Já a publicação sobre a vacina transcutânea, que utilizou o vírus da dengue como antígeno, conseguiu uma eficácia de proteção entre 80% e 100% nos testes com camundongos. “A pele é um órgão imunologicamente ativo, ou seja, é capaz de responder a uma infecção tão bem quanto o tecido intramuscular, local onde as vacinas geralmente são injetadas”, conta o autor do estudo Robert Andreata-Santos, doutor em Ciências e pesquisador colaborador (Microbiologia) pelo ICB-USP. Segundo ele, trata-se de uma técnica promissora para diminuir o déficit vacinal entre pessoas que se recusam a receber vacinas por meio de injeções com agulhas, e que também poderia diminuir os custos com a aquisição dos insumos necessários à sua aplicação intradérmica (ampolas, seringas, agulhas etc.).
Plataformas tecnológicas — Para o professor Luís Carlos de Souza Ferreira, coordenador do Laboratório de Desenvolvimento de Vacinas do ICB-USP, onde foram realizados esses estudos, é muito importante ter diferentes plataformas tecnológicas para se alcançar o mesmo objetivo de vacinação. “Isso ajuda a suprir a demanda e possibilita a utilização sinérgica das vacinas”, afirma ele, explicando que essas tecnologias podem ser aplicadas de maneira conjunta, intercalando entre as doses necessárias, a exemplo do que ocorre nas imunizações contra a Covid-19.
Segundo Ferreira, há várias iniciativas no mundo e no Brasil que buscam uma vacina contra a dengue. “A Dengvaxia, da fabricante Sanofi-Pasteur, é a única aprovada em território nacional, mas, por ter baixa eficácia em indivíduos que não tenham sido expostos ao vírus da dengue previamente, vem sendo aplicada apenas em instituições privadas”, conta.
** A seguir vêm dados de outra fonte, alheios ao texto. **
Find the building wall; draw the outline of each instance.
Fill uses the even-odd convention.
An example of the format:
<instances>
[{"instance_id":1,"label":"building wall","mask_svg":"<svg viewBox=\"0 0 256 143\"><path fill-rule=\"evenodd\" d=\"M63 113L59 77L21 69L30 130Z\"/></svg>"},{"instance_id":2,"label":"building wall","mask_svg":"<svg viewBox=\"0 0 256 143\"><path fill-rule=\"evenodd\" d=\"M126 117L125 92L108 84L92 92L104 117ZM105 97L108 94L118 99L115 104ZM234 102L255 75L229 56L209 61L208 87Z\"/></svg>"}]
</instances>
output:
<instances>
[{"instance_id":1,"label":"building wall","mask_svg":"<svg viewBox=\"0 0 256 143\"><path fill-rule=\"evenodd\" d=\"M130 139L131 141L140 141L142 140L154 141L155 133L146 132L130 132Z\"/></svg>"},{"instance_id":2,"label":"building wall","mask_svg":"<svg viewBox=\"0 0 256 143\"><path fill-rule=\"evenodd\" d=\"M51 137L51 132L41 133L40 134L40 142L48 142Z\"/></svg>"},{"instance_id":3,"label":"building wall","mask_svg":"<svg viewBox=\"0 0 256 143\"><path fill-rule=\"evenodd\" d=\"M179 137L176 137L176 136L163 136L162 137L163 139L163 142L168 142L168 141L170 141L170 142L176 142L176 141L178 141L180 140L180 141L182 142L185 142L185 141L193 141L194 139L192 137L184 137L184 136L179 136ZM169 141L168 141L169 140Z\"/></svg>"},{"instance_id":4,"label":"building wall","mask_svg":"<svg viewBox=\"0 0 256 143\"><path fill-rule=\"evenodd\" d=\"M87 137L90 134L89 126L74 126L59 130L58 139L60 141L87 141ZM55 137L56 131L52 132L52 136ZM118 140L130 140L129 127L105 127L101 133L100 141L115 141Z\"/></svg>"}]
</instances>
Outros imunizantes mais eficazes estão em estágio avançado de desenvolvimento. “As vacinas da fabricante Takeda, a TAK-003, e do Instituto Butantan, em parceria com o NIAID [Instituto Nacional de Alergia e Doenças Infecciosas dos Estados Unidos], já se mostraram bem-sucedidas em testes clínicos e foram submetidas à aprovação da Anvisa.”
Por que é difícil ter uma vacina? — A busca por um imunizante contra a dengue esbarra na variedade de sorotipos. “O vírus causador da doença possui quatro sorotipos — tipo 1, 2, 3 e 4. Isso faz com que o desenvolvimento de um imunizante com alta eficácia seja mais difícil de ser alcançado, pois a vacina necessita conferir ampla proteção contra todos os sorotipos visto que a imunidade parcial contra somente um deles não fornece proteção a longo prazo com relação às outras”, afirma Pereira. “Se hoje vivemos um surto do sorotipo 1, a população que foi infectada com esse sorotipo terá resposta imune contra este para o resto da vida. Entretanto, se o próximo surto for causado por outro sorotipo, não há garantia de proteção”, acrescenta.
Seja lá qual vacina vier primeiro, ela é urgente. A dengue é uma doença infecciosa transmitida pelo mosquito Aedes aegypti, comum em regiões tropicais. Os principais sintomas notados em pacientes são febre alta, erupções cutâneas e dores musculares e articulares. Nos casos graves, há ocorrência de hemorragias intensas e até choque hemorrágico, que pode levar à morte.
De acordo com o Boletim Epidemiológico do Ministério da Saúde divulgado no dia 16 de maio, a doença apresentou um salto de 40% nas três semanas anteriores à data, passando de cerca de 542 mil para mais de 757 mil infectados. Em comparação, o ano de 2021 inteiro registrou um total de 544 mil casos. O levantamento aponta que houve um crescimento de mais de 150% em comparação ao mesmo período das primeiras 18 semanas do ano passado. Até o momento, foram registrados 265 óbitos por conta do vírus em todo o País.